In 1984, Vickers requested to have Castle Pines host a PGA Tour tournament. Two years later, Castle Pines began hosting The International tournament for the PGA. The Castle Rock, Colorado event remained on the PGA Tour until Vickers cancelled The International in 2007 due to lack of sponsorships. By the time of his death in 2018, Vickers had joined the Augusta National Golf Club.

===Additional sports===
Vickers and his company were sponsors of a Wichita team made their National Industrial Basketball League debut in 1955. He continued to back the basketball team throughout the 1950s. During the preparations for the 1976 Winter Olympics, Vickers was credited for creating a National Advisory Committee in August 1972. The NAC was created while Denver was the selected Olympic host city before backing out in November 1972.

While at Vickers Energy, he helped buy the Kansas City Scouts in 1976 before the National Hockey League team was relocated. When the team became the Colorado Rockies, Vickers worked as a co-owner. In 1978, Vickers ended his ownership of the Rockies when he sold the team to Arthur Imperatore.
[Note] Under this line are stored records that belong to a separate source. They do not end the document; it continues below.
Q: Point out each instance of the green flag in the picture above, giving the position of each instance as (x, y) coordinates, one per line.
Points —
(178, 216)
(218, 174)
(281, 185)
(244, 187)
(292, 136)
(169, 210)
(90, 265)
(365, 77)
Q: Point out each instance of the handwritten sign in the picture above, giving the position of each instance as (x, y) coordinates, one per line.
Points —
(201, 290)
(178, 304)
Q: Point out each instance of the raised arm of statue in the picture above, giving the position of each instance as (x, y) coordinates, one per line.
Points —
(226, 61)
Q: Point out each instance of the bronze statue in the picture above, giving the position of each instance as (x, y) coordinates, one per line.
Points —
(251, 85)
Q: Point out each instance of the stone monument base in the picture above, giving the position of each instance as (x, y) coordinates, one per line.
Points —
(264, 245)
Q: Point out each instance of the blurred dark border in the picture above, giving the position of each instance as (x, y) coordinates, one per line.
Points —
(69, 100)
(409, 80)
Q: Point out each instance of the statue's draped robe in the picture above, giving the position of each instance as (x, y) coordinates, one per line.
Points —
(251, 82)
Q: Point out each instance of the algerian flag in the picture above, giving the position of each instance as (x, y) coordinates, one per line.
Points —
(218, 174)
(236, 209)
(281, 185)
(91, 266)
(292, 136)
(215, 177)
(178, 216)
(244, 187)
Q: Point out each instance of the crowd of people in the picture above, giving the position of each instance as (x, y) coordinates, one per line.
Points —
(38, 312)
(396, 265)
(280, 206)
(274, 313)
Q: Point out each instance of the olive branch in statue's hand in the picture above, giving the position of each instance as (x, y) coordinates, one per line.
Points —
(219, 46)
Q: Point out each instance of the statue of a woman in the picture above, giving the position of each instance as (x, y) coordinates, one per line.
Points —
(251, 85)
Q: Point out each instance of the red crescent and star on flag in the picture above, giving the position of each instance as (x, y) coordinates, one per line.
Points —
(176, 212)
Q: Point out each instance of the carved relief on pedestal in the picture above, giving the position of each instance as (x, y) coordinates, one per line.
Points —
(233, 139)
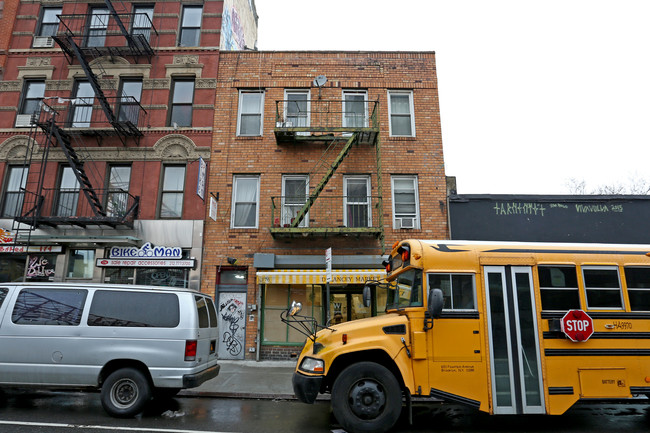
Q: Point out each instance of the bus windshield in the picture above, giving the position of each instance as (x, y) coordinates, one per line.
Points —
(407, 291)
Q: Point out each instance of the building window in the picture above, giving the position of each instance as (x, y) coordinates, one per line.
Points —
(400, 111)
(14, 191)
(130, 95)
(355, 109)
(117, 196)
(558, 287)
(49, 24)
(251, 113)
(182, 99)
(458, 290)
(602, 287)
(68, 194)
(81, 264)
(638, 288)
(97, 26)
(33, 93)
(190, 26)
(172, 191)
(82, 105)
(295, 190)
(356, 202)
(142, 22)
(296, 108)
(405, 202)
(245, 199)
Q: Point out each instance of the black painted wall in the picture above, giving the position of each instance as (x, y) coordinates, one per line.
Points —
(537, 218)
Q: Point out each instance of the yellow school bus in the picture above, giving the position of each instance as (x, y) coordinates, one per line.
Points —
(507, 328)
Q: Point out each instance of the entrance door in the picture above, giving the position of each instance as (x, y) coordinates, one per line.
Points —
(514, 341)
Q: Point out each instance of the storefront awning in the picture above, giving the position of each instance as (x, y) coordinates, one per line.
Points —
(310, 276)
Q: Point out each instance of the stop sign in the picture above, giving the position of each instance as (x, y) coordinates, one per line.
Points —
(577, 325)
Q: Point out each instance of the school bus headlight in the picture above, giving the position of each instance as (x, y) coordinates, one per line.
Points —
(311, 365)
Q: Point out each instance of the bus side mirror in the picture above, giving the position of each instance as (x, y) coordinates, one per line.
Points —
(367, 295)
(436, 301)
(296, 307)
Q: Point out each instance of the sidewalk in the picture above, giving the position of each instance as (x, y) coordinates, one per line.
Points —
(249, 379)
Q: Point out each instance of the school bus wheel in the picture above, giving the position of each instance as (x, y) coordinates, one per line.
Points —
(366, 397)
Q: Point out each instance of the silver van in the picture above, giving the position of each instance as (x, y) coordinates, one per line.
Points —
(133, 342)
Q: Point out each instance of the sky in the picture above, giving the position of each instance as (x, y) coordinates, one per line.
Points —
(532, 93)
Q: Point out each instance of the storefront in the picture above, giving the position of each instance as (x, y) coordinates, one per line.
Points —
(344, 302)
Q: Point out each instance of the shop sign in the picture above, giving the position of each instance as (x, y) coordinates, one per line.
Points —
(6, 236)
(30, 249)
(147, 251)
(145, 263)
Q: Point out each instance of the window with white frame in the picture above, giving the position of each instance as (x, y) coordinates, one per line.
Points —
(245, 201)
(295, 189)
(355, 108)
(251, 113)
(356, 201)
(406, 209)
(296, 108)
(400, 111)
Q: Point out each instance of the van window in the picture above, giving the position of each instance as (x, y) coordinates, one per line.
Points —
(134, 309)
(49, 307)
(204, 321)
(558, 287)
(212, 312)
(638, 288)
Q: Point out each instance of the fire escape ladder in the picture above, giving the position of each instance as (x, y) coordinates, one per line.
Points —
(78, 169)
(328, 175)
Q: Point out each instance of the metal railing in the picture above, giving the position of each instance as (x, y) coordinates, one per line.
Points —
(327, 212)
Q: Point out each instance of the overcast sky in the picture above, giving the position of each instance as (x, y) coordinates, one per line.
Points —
(532, 93)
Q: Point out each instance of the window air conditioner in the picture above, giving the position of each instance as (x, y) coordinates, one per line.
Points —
(43, 42)
(404, 223)
(23, 120)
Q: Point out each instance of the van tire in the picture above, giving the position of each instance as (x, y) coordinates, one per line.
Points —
(366, 397)
(125, 393)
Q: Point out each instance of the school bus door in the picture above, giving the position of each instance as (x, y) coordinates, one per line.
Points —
(516, 372)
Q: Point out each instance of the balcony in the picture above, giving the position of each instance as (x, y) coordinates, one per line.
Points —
(55, 207)
(107, 34)
(327, 216)
(326, 120)
(84, 116)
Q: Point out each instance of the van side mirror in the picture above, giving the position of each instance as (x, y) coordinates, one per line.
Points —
(367, 294)
(436, 302)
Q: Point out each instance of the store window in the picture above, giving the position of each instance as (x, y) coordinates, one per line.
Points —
(81, 264)
(277, 298)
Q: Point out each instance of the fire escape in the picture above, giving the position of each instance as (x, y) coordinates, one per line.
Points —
(340, 126)
(91, 112)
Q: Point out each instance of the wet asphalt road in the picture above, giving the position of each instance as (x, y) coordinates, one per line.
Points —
(29, 411)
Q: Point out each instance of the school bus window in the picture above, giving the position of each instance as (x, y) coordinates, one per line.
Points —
(457, 290)
(558, 287)
(602, 287)
(408, 291)
(638, 288)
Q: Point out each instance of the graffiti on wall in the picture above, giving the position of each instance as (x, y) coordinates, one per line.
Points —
(231, 325)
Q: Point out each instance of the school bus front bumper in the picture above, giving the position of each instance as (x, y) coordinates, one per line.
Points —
(306, 387)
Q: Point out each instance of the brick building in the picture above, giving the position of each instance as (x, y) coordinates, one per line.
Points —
(105, 136)
(315, 150)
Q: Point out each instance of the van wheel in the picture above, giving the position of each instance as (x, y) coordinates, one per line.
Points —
(125, 392)
(366, 397)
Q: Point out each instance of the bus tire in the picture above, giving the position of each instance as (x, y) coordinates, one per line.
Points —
(366, 397)
(125, 393)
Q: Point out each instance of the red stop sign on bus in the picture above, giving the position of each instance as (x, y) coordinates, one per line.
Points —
(577, 325)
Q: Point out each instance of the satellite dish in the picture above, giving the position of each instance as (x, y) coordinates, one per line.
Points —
(320, 81)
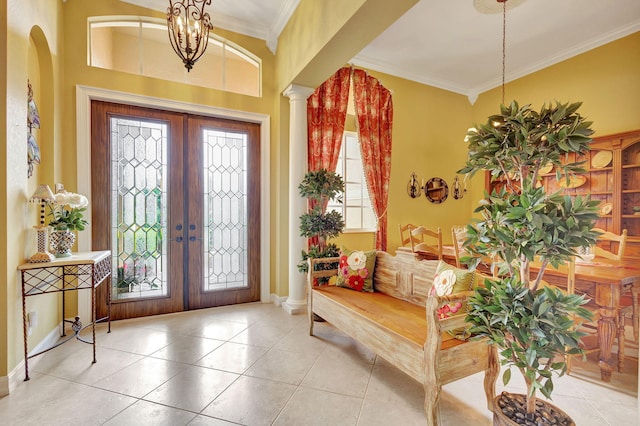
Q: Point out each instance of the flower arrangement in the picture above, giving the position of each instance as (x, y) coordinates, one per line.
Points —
(67, 211)
(356, 262)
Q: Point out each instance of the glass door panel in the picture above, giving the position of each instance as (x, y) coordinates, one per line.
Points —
(139, 208)
(224, 226)
(225, 210)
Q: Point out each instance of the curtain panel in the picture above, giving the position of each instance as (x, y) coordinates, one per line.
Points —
(326, 115)
(374, 113)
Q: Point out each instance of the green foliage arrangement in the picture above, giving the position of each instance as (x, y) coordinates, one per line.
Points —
(532, 326)
(68, 212)
(319, 187)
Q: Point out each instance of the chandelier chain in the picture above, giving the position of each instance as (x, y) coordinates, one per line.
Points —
(504, 42)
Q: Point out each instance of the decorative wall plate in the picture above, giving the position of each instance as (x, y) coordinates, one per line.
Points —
(413, 187)
(436, 190)
(605, 209)
(601, 159)
(546, 169)
(574, 182)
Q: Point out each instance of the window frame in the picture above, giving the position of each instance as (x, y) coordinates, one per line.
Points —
(342, 207)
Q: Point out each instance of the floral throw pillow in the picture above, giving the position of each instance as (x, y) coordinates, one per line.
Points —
(356, 270)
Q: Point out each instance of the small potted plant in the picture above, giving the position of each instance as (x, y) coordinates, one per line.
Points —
(317, 224)
(531, 325)
(67, 213)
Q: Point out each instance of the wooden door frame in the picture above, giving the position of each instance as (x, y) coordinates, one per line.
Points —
(84, 96)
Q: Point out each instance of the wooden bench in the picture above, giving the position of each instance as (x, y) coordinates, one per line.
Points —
(399, 322)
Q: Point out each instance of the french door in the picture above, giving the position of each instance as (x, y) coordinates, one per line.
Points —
(175, 197)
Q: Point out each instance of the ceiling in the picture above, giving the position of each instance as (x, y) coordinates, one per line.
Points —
(449, 43)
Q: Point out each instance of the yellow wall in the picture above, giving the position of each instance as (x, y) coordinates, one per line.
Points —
(32, 30)
(605, 79)
(323, 35)
(428, 128)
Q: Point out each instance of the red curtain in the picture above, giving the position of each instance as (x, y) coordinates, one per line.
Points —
(374, 112)
(326, 114)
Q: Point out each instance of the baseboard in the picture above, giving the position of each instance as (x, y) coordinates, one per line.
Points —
(278, 300)
(4, 386)
(7, 382)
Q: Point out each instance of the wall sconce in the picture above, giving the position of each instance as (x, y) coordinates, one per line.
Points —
(44, 196)
(189, 28)
(458, 191)
(413, 187)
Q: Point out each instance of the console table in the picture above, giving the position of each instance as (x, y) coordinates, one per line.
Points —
(85, 270)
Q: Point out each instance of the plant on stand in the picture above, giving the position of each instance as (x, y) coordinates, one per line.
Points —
(319, 225)
(67, 213)
(532, 325)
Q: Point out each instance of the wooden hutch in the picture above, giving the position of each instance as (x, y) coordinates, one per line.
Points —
(613, 177)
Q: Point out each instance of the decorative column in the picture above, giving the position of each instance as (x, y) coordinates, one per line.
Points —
(297, 301)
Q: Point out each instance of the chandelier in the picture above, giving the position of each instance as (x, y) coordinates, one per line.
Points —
(189, 28)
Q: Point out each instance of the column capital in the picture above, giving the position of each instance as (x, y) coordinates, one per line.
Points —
(295, 92)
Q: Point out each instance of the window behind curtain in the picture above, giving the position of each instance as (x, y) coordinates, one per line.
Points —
(356, 207)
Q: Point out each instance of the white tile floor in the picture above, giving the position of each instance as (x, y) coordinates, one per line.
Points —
(254, 364)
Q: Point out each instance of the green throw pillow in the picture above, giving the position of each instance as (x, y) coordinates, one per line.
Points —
(356, 270)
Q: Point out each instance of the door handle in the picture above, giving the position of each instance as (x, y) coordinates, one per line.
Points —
(177, 239)
(192, 227)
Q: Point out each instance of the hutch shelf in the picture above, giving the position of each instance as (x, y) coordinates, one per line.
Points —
(613, 178)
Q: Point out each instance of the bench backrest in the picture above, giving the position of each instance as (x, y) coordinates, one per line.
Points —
(404, 277)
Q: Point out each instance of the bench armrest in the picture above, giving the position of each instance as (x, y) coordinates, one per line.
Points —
(315, 273)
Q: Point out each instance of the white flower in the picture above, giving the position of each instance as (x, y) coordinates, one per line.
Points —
(75, 201)
(444, 282)
(357, 260)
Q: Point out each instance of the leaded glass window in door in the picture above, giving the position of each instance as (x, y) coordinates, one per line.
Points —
(225, 210)
(139, 213)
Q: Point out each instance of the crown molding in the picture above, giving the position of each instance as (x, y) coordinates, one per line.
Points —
(473, 92)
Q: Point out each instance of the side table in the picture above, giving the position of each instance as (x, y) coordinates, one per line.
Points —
(85, 270)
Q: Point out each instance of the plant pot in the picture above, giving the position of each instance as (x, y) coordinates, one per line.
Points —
(61, 242)
(511, 406)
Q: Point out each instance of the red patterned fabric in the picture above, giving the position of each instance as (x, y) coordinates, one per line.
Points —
(326, 115)
(374, 112)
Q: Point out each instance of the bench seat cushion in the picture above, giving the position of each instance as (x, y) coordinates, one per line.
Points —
(403, 318)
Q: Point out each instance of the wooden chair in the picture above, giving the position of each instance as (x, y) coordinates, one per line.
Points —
(612, 239)
(406, 239)
(420, 234)
(458, 236)
(590, 342)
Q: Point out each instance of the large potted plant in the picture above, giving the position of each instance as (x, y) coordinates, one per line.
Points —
(319, 225)
(531, 325)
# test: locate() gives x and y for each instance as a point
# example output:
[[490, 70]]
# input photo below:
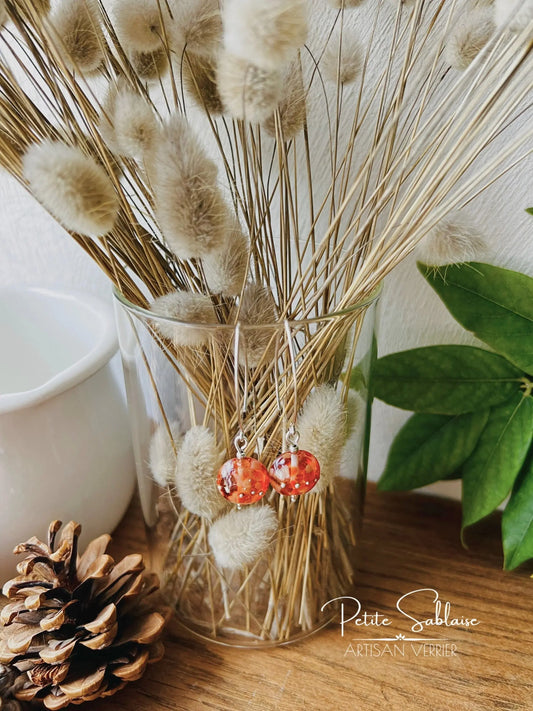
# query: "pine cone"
[[79, 627], [11, 681]]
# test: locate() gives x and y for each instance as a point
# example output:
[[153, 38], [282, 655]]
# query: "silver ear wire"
[[290, 344]]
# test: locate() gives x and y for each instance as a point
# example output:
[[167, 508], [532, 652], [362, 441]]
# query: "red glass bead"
[[294, 473], [243, 481]]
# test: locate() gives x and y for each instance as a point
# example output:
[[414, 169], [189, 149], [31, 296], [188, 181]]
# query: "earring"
[[295, 472], [243, 480]]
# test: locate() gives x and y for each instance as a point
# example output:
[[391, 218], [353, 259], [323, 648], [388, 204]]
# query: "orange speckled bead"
[[294, 473], [243, 480]]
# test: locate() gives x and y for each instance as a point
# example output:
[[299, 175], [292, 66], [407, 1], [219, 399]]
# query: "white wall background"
[[35, 251]]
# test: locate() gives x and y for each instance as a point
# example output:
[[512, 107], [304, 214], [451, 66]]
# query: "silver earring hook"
[[290, 345], [241, 409]]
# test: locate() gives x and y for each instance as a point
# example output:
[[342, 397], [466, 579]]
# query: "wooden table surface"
[[410, 542]]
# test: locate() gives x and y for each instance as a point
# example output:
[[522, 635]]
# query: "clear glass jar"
[[259, 574]]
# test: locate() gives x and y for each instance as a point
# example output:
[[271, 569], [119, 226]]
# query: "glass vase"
[[242, 560]]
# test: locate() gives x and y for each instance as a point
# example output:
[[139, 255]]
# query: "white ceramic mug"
[[65, 447]]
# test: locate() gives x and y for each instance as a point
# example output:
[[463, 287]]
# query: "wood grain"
[[409, 542]]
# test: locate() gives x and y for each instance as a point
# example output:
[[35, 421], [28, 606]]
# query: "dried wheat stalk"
[[98, 102]]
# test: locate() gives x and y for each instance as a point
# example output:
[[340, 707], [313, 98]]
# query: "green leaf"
[[429, 448], [489, 474], [445, 380], [517, 521], [357, 379], [495, 304]]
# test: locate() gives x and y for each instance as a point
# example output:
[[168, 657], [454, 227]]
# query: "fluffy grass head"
[[131, 127], [247, 91], [190, 308], [454, 239], [190, 209], [197, 27], [138, 24], [267, 34], [225, 270], [199, 74], [72, 187], [239, 538], [78, 29], [322, 428], [291, 112], [199, 460], [472, 32], [150, 66]]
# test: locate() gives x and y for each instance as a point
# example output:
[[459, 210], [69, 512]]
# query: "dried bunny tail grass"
[[322, 428], [453, 240], [190, 208], [190, 308], [257, 308], [247, 91], [77, 26], [200, 79], [150, 66], [72, 187], [292, 110], [163, 452], [267, 34], [474, 29], [515, 13], [199, 460], [41, 7], [225, 270], [343, 58], [239, 538], [403, 3], [138, 24], [197, 27], [345, 3], [130, 126]]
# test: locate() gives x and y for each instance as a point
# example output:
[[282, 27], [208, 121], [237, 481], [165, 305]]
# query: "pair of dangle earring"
[[244, 480], [295, 472]]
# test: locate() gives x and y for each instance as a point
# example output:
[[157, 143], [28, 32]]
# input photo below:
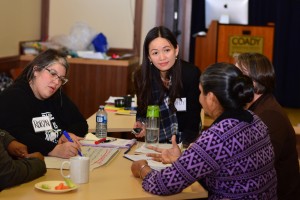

As part of the University of Colorado in the late 1970s, Vickers worked for the Flatirons Club as their leader. While with the booster club, Vickers asked Chuck Fairbanks to leave the New England Patriots and become the head coach of Colorado's football team. At the time, Fairbanks was signed as head coach of the National Football League team until 1983 before being granted the transfer in 1979.

==Awards and honors==
During his business career, Vickers was named Oil Man of the Year for Kansas in 1957. The following year, he was selected by Esquire Magazine as one of their "Bright Young Men In Business" in 1958. Vickers was named Person of the Year for the Colorado Golf Hall of Fame during 1985. He received the Robert M. Kirchner Award from the Colorado Open in 1994. In 2014, Vickers was given the PGA Tour Lifetime Achievement Award.

From 2008 to 2013, the Jack A. Vickers Invitational and the Jack A. Vickers Boys & Girls Club were created. For hall of fames, Vickers became part of the Colorado Golf Hall of Fame in 1985 and the Colorado Sports Hall of Fame in 1999. During the 2000s, he became part of the Denver & Colorado Travel Industry Hall of Fame in 2007. Vickers was additionally named into the Colorado Business Hall of Fame in 2009.

==Personal life and death==
Vickers had ten children during his marriage. His death occurred on September 24, 2018.